IMPORTANT: Upgrading to this version requires a manual data migration.

Features

  • Add experiment hyperparameter grouping.

    • HYPER PARAMETERS tab renamed to CONFIGURATIONS.

    • CONFIGURATIONS tab contains the sections USER PROPERTIES, HYPER PARAMETERS, CONFIGURATION OBJECTS

    • Add user properties group. Key-value pairs always editable (USER PROPERTIES section).

    • Add command line options group * argparse and older experiments parameters (CONFIGURATIONS/HYPER PARAMETERS/Args).

    • Add TensorFlow definitions group (CONFIGURATIONS/HYPER PARAMETERS/TF_DEFINE).

    • Add environment variables group (CONFIGURATIONS/HYPER PARAMETERS/Environment).

  • Improve experiment model configuration.

    • Model design is in the ARTIFACTS tab.

    • Experiment model description is in the CONFIGURATIONS OBJECTS section in the CONFIGURATIONS tab.

  • Improve experiment comparison:

    • In hyperparameter parallel coordinate comparison, hover over an experiment name to highlight it on plot (GitHub Issue #53).

    • Remove fields providing no additional information from comparison.

  • Improve the model framework filter. Filter contains only frameworks used by models in the project.

  • Add configurable Trains services examples.
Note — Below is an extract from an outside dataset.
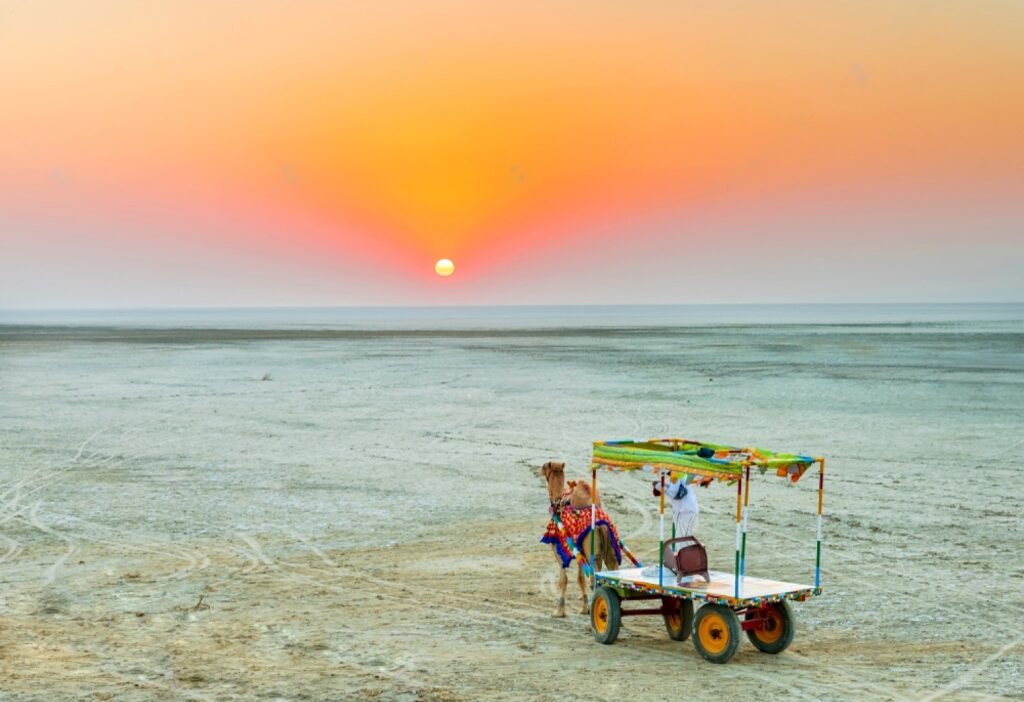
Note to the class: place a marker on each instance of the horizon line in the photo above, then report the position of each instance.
(502, 305)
  • Add support for text debug samples in the DEBUG SAMPLES section in the RESULTS tab.

  • Add legend on/off toggle control for every plot.

  • Add clear button for text areas (GitHub trains-server Issue #42).

  • Reinstate the bottom bar Archive button.

  • Add Trains community links to left bar.

  • Add Hi-DPI display support.

  • Add debug.ping endpoint for simple health monitoring.

  • Add support for field exclusion in *.get_all endpoints.

  • Move to ElasticSearch 7. Requires manual data migration

Bug Fixes

  • Auto-fit column width on column resize double click.

  • Allow top-bar search if fewer than three characters are entered, and Enter is pressed.

Trains Agent

Features

  • Add agent.docker_init_bash_script configuration section to allow finer control over docker startup script.

  • Changed default docker image from nvidia/cuda to nvidia/cuda:10.1-runtime-ubuntu18.04 to support cudnn frameworks (e.g. TF).

  • Improve support for dockers with preinstalled conda environment.

  • Improve trains-agent-docker spinning.

  • Add daemon --order-fairness for round-robin queue pulling.

  • Add daemon --stop to terminate a running agent (assuming other arguments are the same)

    • If no additional arguments, Agents are terminated in lexicographical order.

  • Support cleanup of all log files on termination unless executed with --debug.

  • Add error message when Trains API Server is not accessible on startup.

Bug Fixes

  • Fix GPU Windows monitoring support (GitHub Issue #177).

  • Fix .git-credentials and .gitconfig mapping into docker.

  • Fix non-root docker image usage.

  • Fix docker to use UTF-8 encoding, so prints won’t break it.

  • Fix --debug to set all loggers to DEBUG.

  • Fix task status change to queued should never happen during Task runtime.

  • Fix requirement_parser to support package @ git+http lines.

  • Fix GIT user/password in requirements and support for -e git+http lines.

  • Fix configuration wizard to generate trains.conf matching latest Trains definitions.